Nordstrom: Dissension in the Ranks?

October 28, 2010

Nordstrom: downtown Seattle. Image by  Jeff Blucher.

Nordstrom: Dissension in the Ranks?
Case Analysis
The problems of Nordstrom described in the case are introduced by presentation of accounts of personal experiences and grievances from two former sales clerks of the company. Though the emphasis in each of those accounts are slightly different (one is focused on the issue of working off the clock, and the other on the over-demanding hard-handed treatment of the employees by the management), they both make reference to one common problem. The problem was the implementation of the performance evaluation mechanism, namely – sales per hour. The integral part of the problem was also identified in poor differentiation of “non-sell” and “selling” time. Specifically, there were claims that sales clerks were performing essentially expected functions, such as merchandise preparation, writing “thank you” notes, participation in mandatory meetings, and the likes, on “off the clock” time, because they were coerced by the existing performance evaluation system to keep their” sales per hour” ratio high.


In analyzing the root of the problem we need to acknowledge that the concept of evaluating performance of sales personnel on the basis of sales volume or some kind of sales ratios, is neither foreign, nor inherently evil in the retail business. As a matter of fact, we know that even the Sales Per Hours system implemented in Nordstrom had proven somewhat effective for over 20 years since its introduction in mid-sixties, before the problems described in the case occurred. It can also be inferred with reasonable degree of confidence, that this performance evaluation system was a contributing factor to Nordstrom becoming one of the best performing specialty retailers, whether you measure it by the highest sales per square foot ratio, or by its high profit margins.

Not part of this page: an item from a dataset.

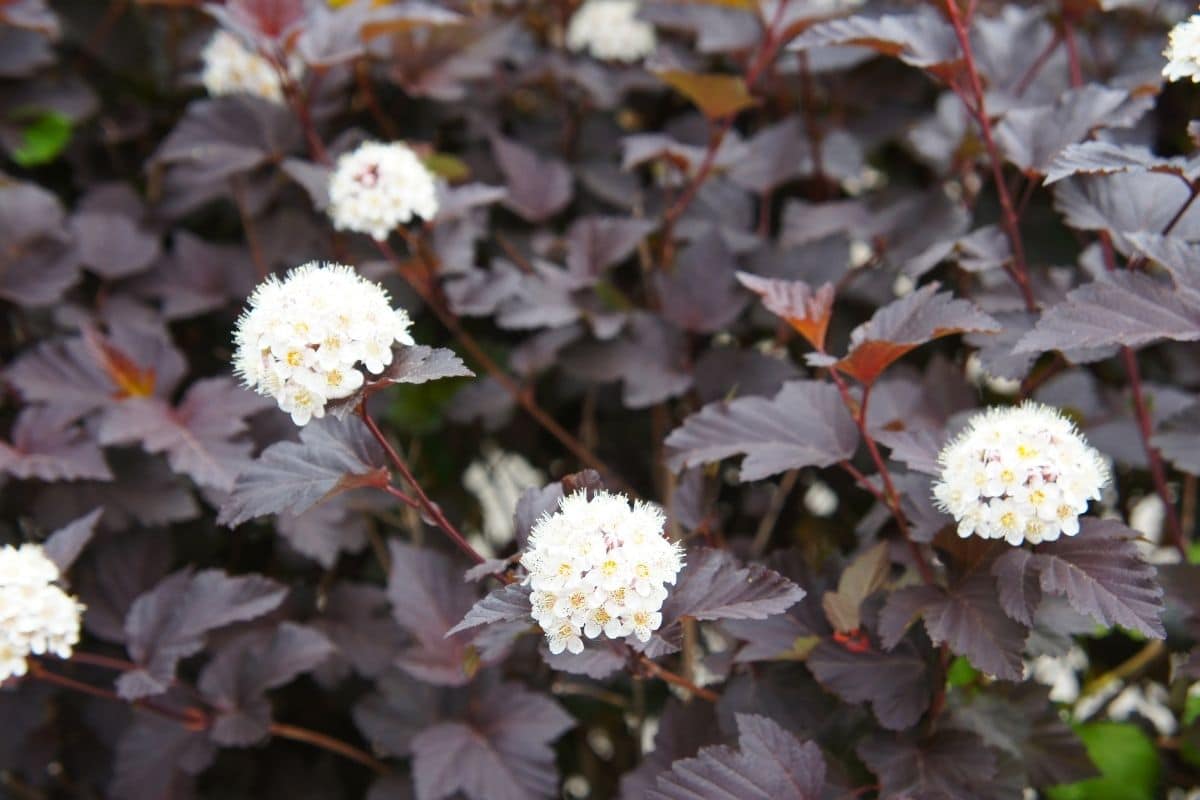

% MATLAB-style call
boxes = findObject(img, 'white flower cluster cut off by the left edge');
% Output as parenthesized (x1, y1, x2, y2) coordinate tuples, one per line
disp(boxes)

That said, we can clearly observe one chronic issue in sales associates compensation practices: their “non-sell” hours were routinely treated as” sales” hours, thus effectively reducing their sales per hour ratio with all ensuing negative consequences for their total compensation. This practice eventually lead to the atmosphere when sales clerks felt persistent pressure to not record their hours while performing so-called “heroics”, which were essential for customer satisfaction, but detrimental for their personal paychecks, and working conditions in general. If the fact that many sales associated chose not to record their “non-sell” hours under the actual or perceived pressure was not bad enough, then many mid-level managers exacerbated the situation by explicitly bending the rules. Examples brought up by the employees included some insidious practices, such as displaying “Do Not Punch the Clock” signs during the “mandatory” meetings, so that the associates could not record their working hours.

Even though the cause of this managerial pressure is not directly identified in the case, it can be reasonably inferred that the performance evaluation system of mid-managers was also a part of the problem. It is obvious from the actions of the managers that they were evaluated, at least in part, based on the SPH of their subordinates, just like the sales people were evaluated based on their personal SPH. This seems to be reasonable explanation why the managers would go sometimes to extreme lengths in their attempts to discourage the sales subordinates from recording all their working hours. This behavior of the mid-level managers was also partially supported by the fact that definition of “selling” and “non-sell” hours was not very clearly differentiated in the company’s policies. The evidence of this ambiguity in defining the “selling” and “non-sell” hours is presented by the fact that the Nordstrom family had to issue the Internal Memo Differentiating “Selling” vs. “Non-Selling” Time amidst the labor disputes crisis in mid-1989.
Overall we can identify three major causes that contributed to the problems that hit Nordstrom at the end of the 80s:
• Vaguely or ambiguously defined “selling” and “non-selling” hours
• Using Sales per Hour ratio as the leading factor in performance evaluation and work compensation. This performance indicator was not properly balanced by other factors, such as customer satisfaction, in actual work compensation
• Performance evaluation and compensation of sales associates and mid-level managers were in conflict, instead of being supplementary to achieving the company’s goals, and supporting individual interests of the employees. Given the relative autonomy of mid-level managers in making many decisions, this conflict of interests implicitly encouraged managers to bend the rules to their own benefit.
• Sales per Hour system in general was based on a somewhat superficial ratio, which was hard to implement and keep the record of, and was exploiting employees’ best efforts without giving them fair recognition and compensation.
All these seemingly minor issues by themselves, when left unaddressed for a length of time, came to a collision and eventually erupted in multiple labor disputes, class action suits, and cost the company millions of dollars in settlements, as well as partial loss of reputation.